In an attempt to curb street harassment — 86 percent of women say they were catcalled before the age of 17 — as well as bring more awareness to human rights issues, New York City’s Commission for Human Rights is teaming up with artist Tatyana Fazlalizadeh. The artist, whose 2014 series “Stop Telling Women to Smile,” focuses directly on the issue of street harassment, is the Commission’s new artist-in-residence, as part of NYC Cultural Affairs’ Public Artists in Residency Program (PAIR).
While Fazlalizadeh’s new project is still in the research phase, her earlier work is still visible on buildings throughout New York.

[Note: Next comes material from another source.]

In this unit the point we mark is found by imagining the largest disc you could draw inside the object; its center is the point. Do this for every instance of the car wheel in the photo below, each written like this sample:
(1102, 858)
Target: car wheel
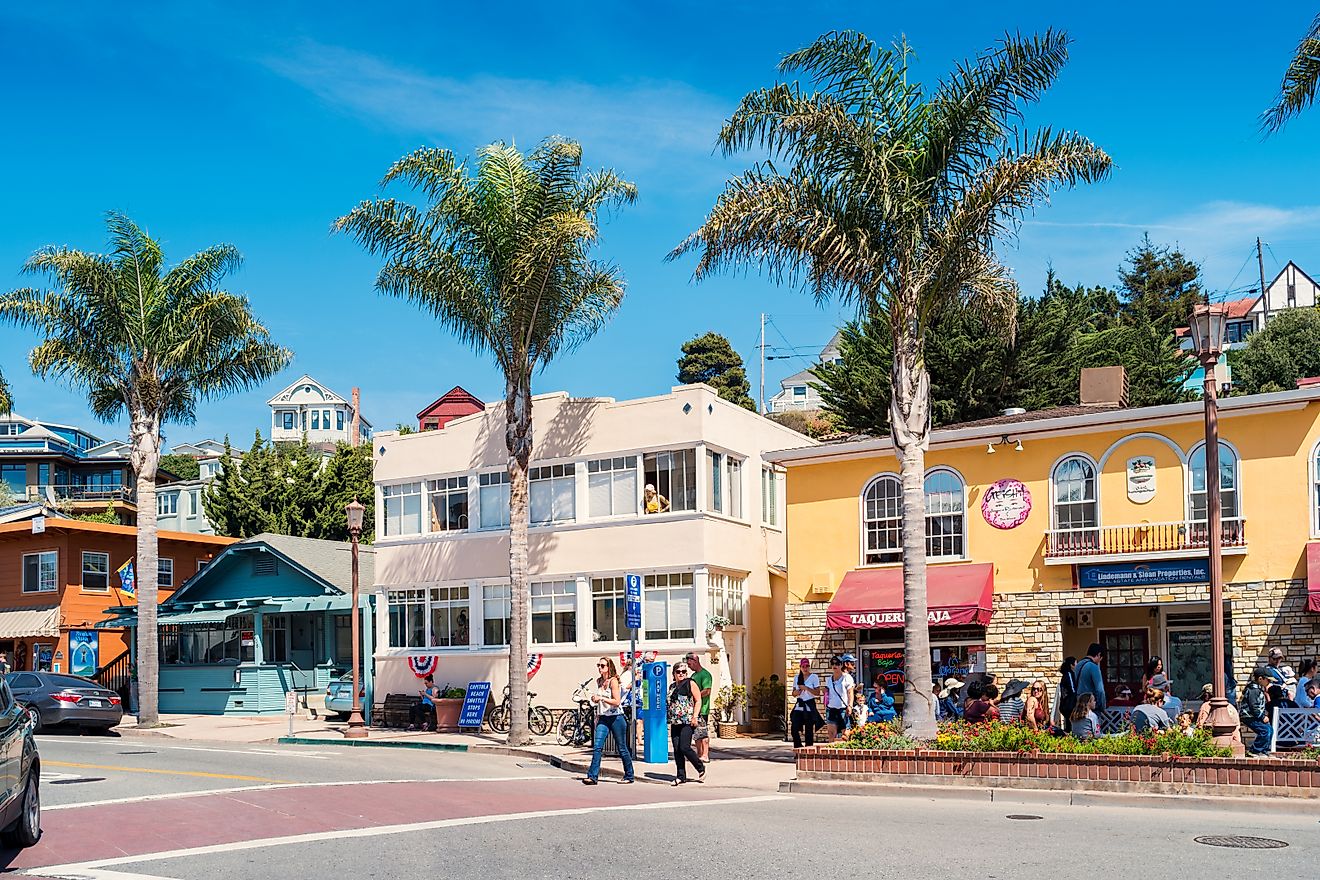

Large posters and murals boast portraits of fed-up women, with text reading “Women are not outside for your entertainment,” and “My outfit is not an invitation.” Fazlalizadeh interviews the women on their experience with harassment and puts their quotes on the posters along with their photo. It’s important for Fazlalizadeh for the work to be placed on the street, where the harassment occurs, in an attempt to “reclaim that space as ours.” The pieces humanize the victims, speaks to catcallers and harassers directly in a confrontational, unabashed way.
“They are arresting in the best sense of the word,” said Carmelyn P. Malalis, chair and commissioner of the New York City Commission on Human Rights. “They make people stop, think, and initiate conversation. They evoke this idea that everyone, regardless of who you are, or what you do, has a place in the fight for human rights.”